Orangeburg, South Carolina
Women Who Go or Stay Gray
While I love reading your More Magazine, I find that the magazine has a strong aversion to gray-haired models and fashions and styling tips catering to a gray-haired woman. As a woman in her late 40’s, I have embraced my natural hair’s progression from carefree youth to earned wisdom which I inherited from my Polish grandmother. I would love to see More articles especially on how to make the most of this head of hair as it pertains to fashion and style. I am even willing to be a Tim Gunn candidate in order to re-vamped with clothing and hair-style. But I will not color my hair!
The recent article on Jamie Lee Curtis was great as she is a celebrity who has made the decision to stay true to herself. There are lots of other women out there who have this same attitude but they have been met by criticism by their female peer-group for their choice to follow nature’s course. I must say that nothing is worse than seeing a bad coloring job on a lovely forty year old woman who is still trying to look like she is twenty five. I think that a well-fashioned outfit could make one look her best for her forty plus age using her natural hair color as a fashion accessory.
Thank you for considering adding strands of gray throughout More Magazine more frequently. I know I will appreciate the information as well as others who are considering the choice to go and/or stay gray.
Hi, Lesley. I had decided to let my MORE subscription lapse and then I received my May issue. Your column and Jamie Lee Curtis’s article are what changed my mind.
Thank You, Thank You, Thank You!
About three weeks ago I was complaining to my husband for the 100th time of what I was sure were side effects of the antidepressants I had been on for years.
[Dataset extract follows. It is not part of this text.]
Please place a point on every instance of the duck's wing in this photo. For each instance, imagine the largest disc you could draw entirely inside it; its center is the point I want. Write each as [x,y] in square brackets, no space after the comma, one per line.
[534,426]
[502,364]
A few days later I picked up a copy of More and read "Learning to Trust Myself" by Leslie Egnuss. I showed it to my husband saying, "This is me!" I went to the doctor who ordered an MRI and I did indeed have multiple sclerosis! I am so grateful for this article. I can now get appropriate treatment and hopefully feel better. Thank you so much!
She Did the Best She Could
Lesley, Thank you for your "editor’s letter" of May 2010! I have been a More reader since its onset. I’m now a semi retired 66 year old teacher working in retail at Talbots a few days a week. I am writing because your letter struck such a chord with me. At 11 years old in 1954, my mother suffered a complete mental breakdown after learning her life savings had been misspent by my stepfather. After 6 months of hospitalization and shock treatments, she came home a strange and different person unlike the one I had previously known. Like you, I adapted in my own way of dealing with my "weird" mother, often feeling ashamed and embarrassed by it all. Fortunately, I was able to go to college and create my own family with a man from a "perfect" family. My life has been quite blessed and different from my mother’s, with two lovely daughters, 7 grandsons and a beautiful adopted granddaughter from Guatemala. Mental illness has still plagued my life, though, with my brother committing suicide at 40. Without the help of therapy and a deep religious faith and a loving husband, I don’t know how I would have been able to cope with it all. Thank you for sharing. It helps so very much to know there are others with a similar story, and I too realize my mother "did the best she could."